Кострова расхохоталась.
— Дружат они! Это теперь так называется! В ресторане-то, небось, в отдельном кабинете сидели? Ну и как? Там диван был? Или он тебя на столе разложил? Не жестко показалось?
— Инна Ивановна, во-первых, мы сидели в общем зале, а во-вторых, почему вы думаете о нем так плохо? Он очень хороший и порядочный человек,— вопреки моим ожиданиям голос Ирочки не дрожал и не срывался, она говорила очень спокойно и серьезно.— Почему вы всегда в людях только плохое видите?
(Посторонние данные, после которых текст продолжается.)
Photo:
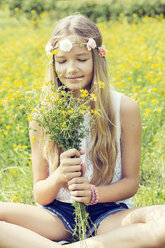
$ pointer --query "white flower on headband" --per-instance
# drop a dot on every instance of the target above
(65, 45)
(91, 44)
(48, 48)
(102, 51)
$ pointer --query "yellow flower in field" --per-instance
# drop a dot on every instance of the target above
(33, 139)
(15, 198)
(24, 147)
(154, 89)
(93, 97)
(147, 112)
(64, 124)
(55, 52)
(70, 111)
(42, 108)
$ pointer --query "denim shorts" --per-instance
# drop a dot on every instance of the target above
(97, 213)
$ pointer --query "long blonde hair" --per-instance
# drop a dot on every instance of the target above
(103, 148)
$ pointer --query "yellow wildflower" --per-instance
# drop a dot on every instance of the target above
(84, 94)
(70, 111)
(55, 52)
(42, 108)
(153, 100)
(33, 139)
(147, 112)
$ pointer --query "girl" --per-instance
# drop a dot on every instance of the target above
(103, 175)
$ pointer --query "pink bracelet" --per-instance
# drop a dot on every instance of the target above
(94, 195)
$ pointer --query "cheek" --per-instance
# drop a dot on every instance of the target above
(58, 69)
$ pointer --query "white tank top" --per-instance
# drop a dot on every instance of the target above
(64, 195)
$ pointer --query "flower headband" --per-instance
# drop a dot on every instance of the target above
(66, 46)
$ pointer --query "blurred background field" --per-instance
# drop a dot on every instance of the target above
(134, 36)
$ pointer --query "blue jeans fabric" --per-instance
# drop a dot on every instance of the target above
(97, 213)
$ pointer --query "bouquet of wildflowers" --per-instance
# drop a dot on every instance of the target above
(62, 118)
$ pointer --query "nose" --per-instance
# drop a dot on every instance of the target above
(72, 68)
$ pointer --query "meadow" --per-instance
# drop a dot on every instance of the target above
(136, 58)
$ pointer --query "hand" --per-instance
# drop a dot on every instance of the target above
(70, 165)
(80, 190)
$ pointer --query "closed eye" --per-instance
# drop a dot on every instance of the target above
(61, 62)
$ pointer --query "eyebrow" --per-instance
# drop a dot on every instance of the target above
(79, 54)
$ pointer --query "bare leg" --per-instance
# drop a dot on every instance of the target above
(135, 228)
(13, 236)
(35, 219)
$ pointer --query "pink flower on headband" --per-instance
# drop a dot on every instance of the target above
(103, 51)
(48, 48)
(91, 44)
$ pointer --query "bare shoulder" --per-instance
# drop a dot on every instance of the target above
(129, 113)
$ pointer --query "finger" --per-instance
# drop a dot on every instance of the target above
(73, 174)
(71, 168)
(78, 180)
(70, 153)
(84, 200)
(82, 186)
(70, 161)
(83, 169)
(80, 193)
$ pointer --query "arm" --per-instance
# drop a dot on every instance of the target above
(47, 186)
(130, 159)
(130, 154)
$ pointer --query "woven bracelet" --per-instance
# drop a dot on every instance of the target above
(94, 195)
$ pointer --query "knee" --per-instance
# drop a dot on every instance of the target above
(3, 211)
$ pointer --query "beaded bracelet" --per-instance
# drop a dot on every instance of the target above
(94, 195)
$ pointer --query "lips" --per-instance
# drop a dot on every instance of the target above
(74, 78)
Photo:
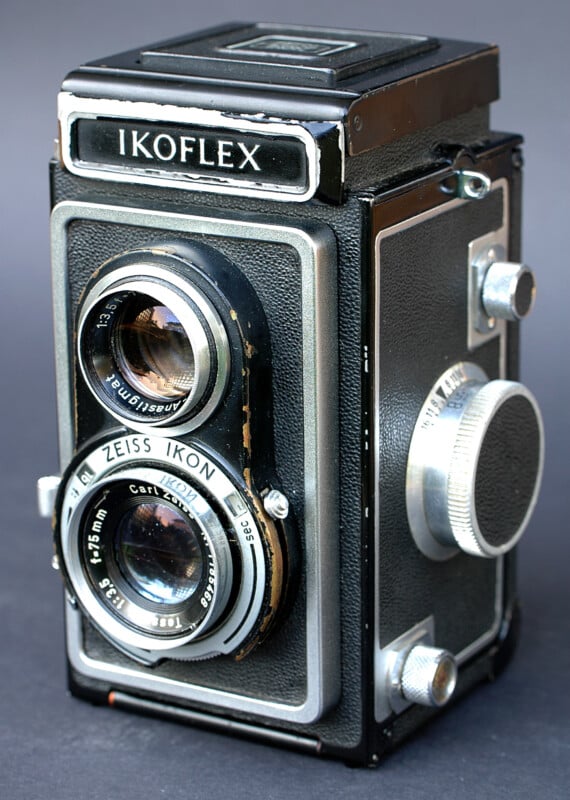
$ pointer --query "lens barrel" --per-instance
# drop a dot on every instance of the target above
(152, 347)
(161, 548)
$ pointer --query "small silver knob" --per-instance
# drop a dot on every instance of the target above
(508, 290)
(429, 676)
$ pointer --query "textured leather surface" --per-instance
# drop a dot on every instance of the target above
(507, 470)
(278, 669)
(422, 333)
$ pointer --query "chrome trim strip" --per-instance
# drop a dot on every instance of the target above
(121, 700)
(72, 108)
(381, 703)
(316, 248)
— Хороший, порядочный! Да что ты о нем знаешь? Уголовник твой Павел Андреевич, вот и все! Все знают, что сидел он, и не абы за что, а за убийство. Ты дурой не будь! Нашла кого защищать! Влюбилась, что ли? Тогда точно дура! Мужиков нельзя любить, ими пользоваться надо! Только тогда чего-нибудь в жизни добьешься. С меня пример бери! Мне бог твоей красоты не отпустил, а я все равно не пропала. Что хотела от жизни получить, то и взяла!
— Инна Ивановна,— раздался вдруг мужской голос.— Давайте мы о чем-нибудь другом поговорим.
Вот! Вот! — торжествующе воскликнула Кострова.— Смотри, что собой мужики представляют. Услышал про Матвея и задрожал, как заячий хвост. У тебя, Тихонов, штаны-то сухие или уже нет? Нашел кого бояться! Да грош цена Матвею без Панфилова, который ему за сладкий кусок, как цепной пес, верно служит. Только он мужик наш, милицейский, в обиду не даст.
— Инна Ивановна,— послышался сладкий до приторности женский голос.— А давайте действительно о чем-нибудь другом. Что мы все о Бодровой да о Бодровой, как будто на ней свет клином сошелся. Ну, не хочет она говорить, стесняется по молодости. А может, и не получилось у них ничего. Как будто вы сами не знаете, как бывает: с виду — мужик, а на деле — пустое место.
— Как же мне вас жалко! — я даже сразу не поняла, что это говорит Ирочка,— столько спокойного, холодного презрения было у нее в голосе.— Несчастные вы люди!